Her time on the programme has enabled Vincent to make a host of important connections, not least in New Zealand last November.

Vincent attended the World Rugby Women in Rugby International Summit and Events, as well as the Rugby World Cup 2021 final at Eden Park. She then stayed on in Auckland for the IWG Conference, sharing an apartment with her former Trinidad team-mate Thomas and other past participants.

“Staying in the same house, having conversations about our experiences, things like that [highlight why] the network itself is the biggest resource they have now that they’ve built this programme,” Vincent said.

“It was amazing. Being a rugby fan, you always want to go to New Zealand because that is the home of rugby around the world.

“We did get to go to the final, it was an incredible atmosphere being able to be there in the stadium.

“It was probably one of the best experiences of my life so far, being able to be surrounded by rugby, so many rugby people from different avenues, people who do different things.

“Having those conversations, sharing how we all relate to certain things.

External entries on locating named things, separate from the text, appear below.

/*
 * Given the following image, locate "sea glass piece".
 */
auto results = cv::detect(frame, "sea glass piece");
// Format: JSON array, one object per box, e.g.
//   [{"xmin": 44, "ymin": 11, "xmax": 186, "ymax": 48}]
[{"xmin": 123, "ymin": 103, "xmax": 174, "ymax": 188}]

Talking about the development of rugby around the world, not just for large unions.

“So, it was a grounding and inspiring experience, and I would do it 15,000 times.”

It must have been surreal too to be among the record 42,579 crowd at Eden Park to watch three women she had trained and played alongside only five years previously.

England players Vickii Cornborough, Abbie Ward and Shaunagh Brown had all been at Harlequins when Vincent – who had never previously played 15s – pitched up to training during the 2017-18 season.

“I went to the first training session and the gap between the level that I was at and the level that they were at was very evident,” she admitted.

“It encouraged me to want to work harder. You get to training and obviously, you see Rachael Burford, there was Shaunagh Brown, who was getting into England rugby, there was also Leanne Infante.

“You go into training, and you are surrounded by people you see on TV. It was scary, it definitely was a bit intimidating.

“But I think that over time I saw myself improve so much more quickly than I've ever seen improvement in my playing before.”

Despite arriving in England as a 15s novice, through training with Harlequins and playing for the University of Portsmouth, Vincent improved so much that she made her Premier 15s debut as a replacement in February 2018.

It is that determination and drive that means that when Vincent predicts Trinidad and Tobago can qualify for the 2028 Olympic Games in Los Angeles, you should sit up and take notice.

“I’m hoping that we qualify for the Olympics in 2028,” she said. “I believe that our pathway is quite straightforward, and we do have a good opportunity to get there.”